7.   Against this backdrop, prospects for Singapore’s manufacturing sector and some trade-related services have dimmed. The growing weakness in electronics production and its supporting industries is likely to persist. Nevertheless, growth in the Singapore economy should be sustained by continuing expansions in the domestic-oriented and travel-related sectors, underpinned by strong household balance sheets and wage incomes. However, the pace of discretionary spending could moderate over the course of 2023, with sentiment softening alongside mounting global growth risks.

8.   Singapore’s GDP growth is projected to come in at 3–4% in 2022. In 2023, the economy is forecast to grow at a pace that is below trend, which could cause the current mildly positive output gap to reverse.

Inflation Trends and Outlook

9.   MAS Core Inflation, which excludes the costs of accommodation and private transport, rose by more than expected in July–August, to 4.9% year-on-year, from 3.8% in Q2. Inflation for discretionary goods and services was the major contributor, amid robust demand conditions that supported the pass-through of higher imported and domestic costs. Electricity & gas and non-cooked food inflation also rose, reflecting the effects of the step-up in global energy and agricultural input costs compared to a year ago. At the same time, private transport and accommodation inflation accelerated, causing CPI-All Items inflation to pick up to 7.3% July–August, from 5.9% in Q2.

10.  For the rest of 2022, the confluence of demand and supply factors that drove the price increases in July–August is expected to persist. A tight domestic labour market will support robust wage increases, while imported inflation will remain significant across a range of intermediate and final goods.

11.  In the coming year, costs pressures which have been accumulating along domestic and global supply chains will continue to pass through to consumer prices. Even as prices of energy and food commodities have moderated from their peaks, businesses will face higher utility and raw material costs as contracts are renewed. The pace of domestic unit labour cost increases should ease over the course of 2023, as labour demand and supply rebalance, but remain above its historical average.

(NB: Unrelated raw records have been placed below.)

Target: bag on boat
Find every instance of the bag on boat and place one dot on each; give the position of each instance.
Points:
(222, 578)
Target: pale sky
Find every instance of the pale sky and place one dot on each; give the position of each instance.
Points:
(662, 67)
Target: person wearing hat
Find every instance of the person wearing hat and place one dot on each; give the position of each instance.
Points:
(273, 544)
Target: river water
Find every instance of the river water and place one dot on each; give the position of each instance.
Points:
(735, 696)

12.  MAS Core Inflation is likely to stay around 5% for the rest of 2022, and into early 2023. Although the one percentage point increase in the GST will result in a one-off step-up in the price level, its effect on inflation should be transitory. Overall, core inflation is expected to remain high in H1 2023 before slowing more discernibly in the second half as cost pressures gradually ease.

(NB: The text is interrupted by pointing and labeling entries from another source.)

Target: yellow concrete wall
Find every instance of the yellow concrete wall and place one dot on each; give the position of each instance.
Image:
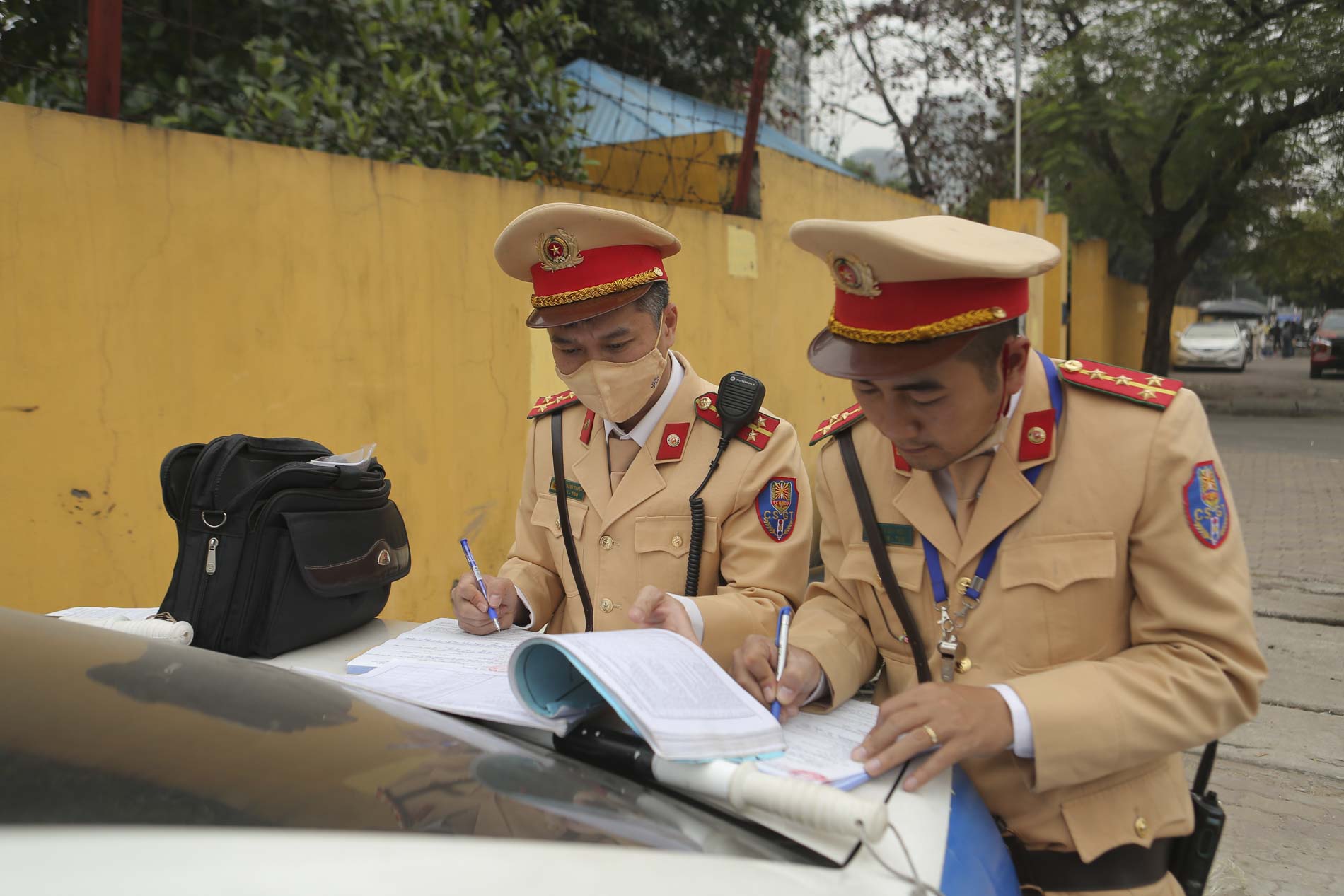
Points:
(166, 288)
(1055, 291)
(1027, 216)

13.  For 2022 as a whole, MAS Core Inflation will average around 4% and CPI-All Items inflation around 6%. In 2023, taking into account all factors including the GST increase, MAS Core Inflation should come in at 3.5–4.5% on average over the year, and CPI-All Items inflation at 5.5–6.5%. However, even excluding the one-off effects of the GST increase, core inflation would remain above trend at 2.5–3.5% and headline inflation at 4.5–5.5%. Furthermore, there are upside risks to these forecasts, including from fresh shocks to global commodity prices and second-round effects associated with a prolonged period of high inflation.

MONETARY POLICY

14.  The global economy faces high inflation and lower growth next year. Singapore’s GDP growth will come in below trend in 2023, and downside risks have intensified. At the same time, MAS Core Inflation is expected to remain elevated over the next few quarters, with risks still tilted to the upside.

15.  MAS has assessed that, on balance, a further tightening of monetary policy is needed to help ensure that price pressures are dampened over the next few quarters.

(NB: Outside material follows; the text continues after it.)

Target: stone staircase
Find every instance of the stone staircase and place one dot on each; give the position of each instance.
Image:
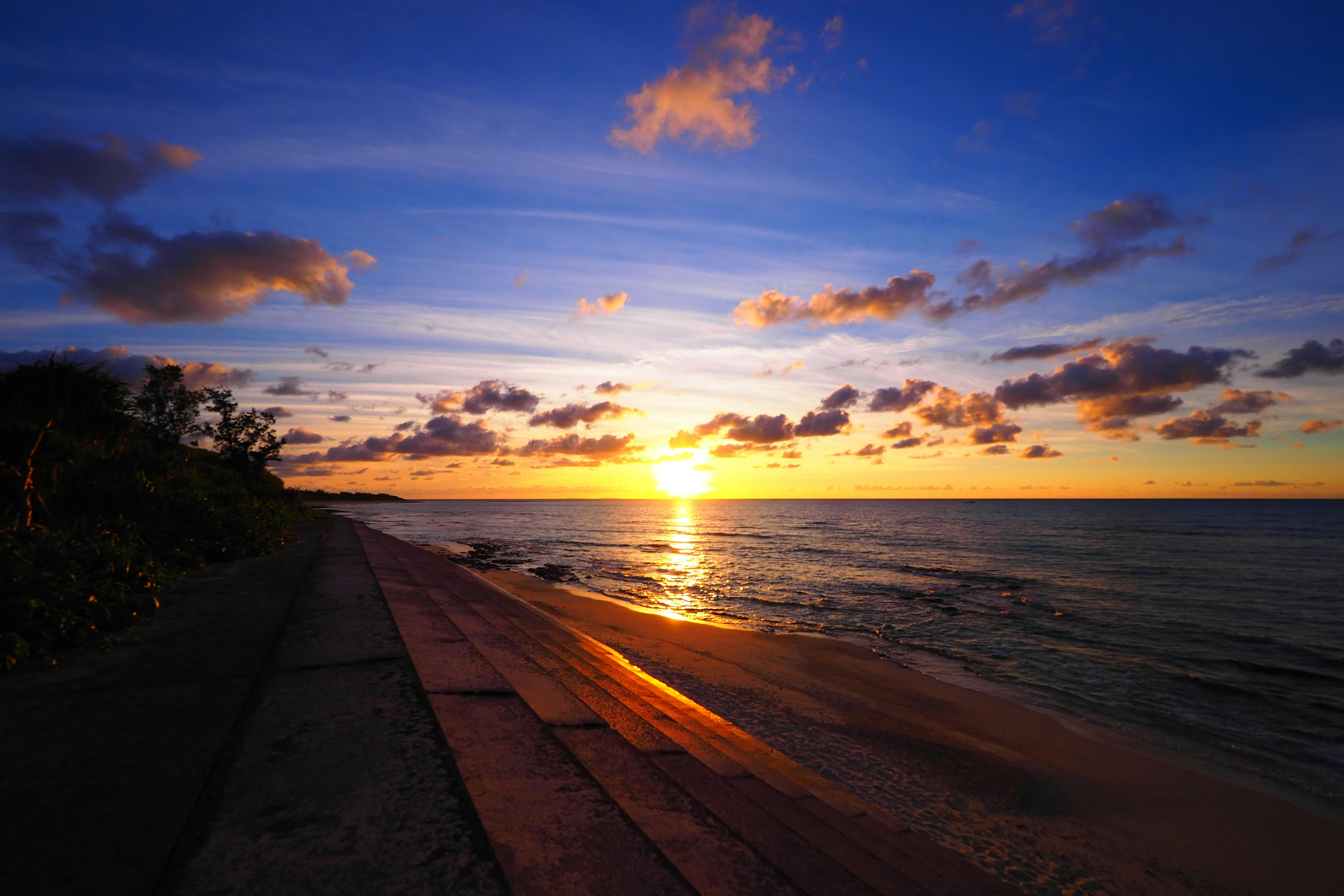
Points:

16.  MAS will therefore re-centre the mid-point of the S$NEER policy band up to its prevailing level. There will be no change to the slope and width of the band.

17.  This policy shift, building on past tightening moves, will further reduce imported inflation and help curb domestic cost pressures. The policy stance will help dampen inflation in the near term and ensure medium-term price stability, providing the basis for sustainable economic growth.

18.  MAS will continue to closely monitor global and domestic economic developments, amid heightened uncertainty on both the inflation and growth fronts.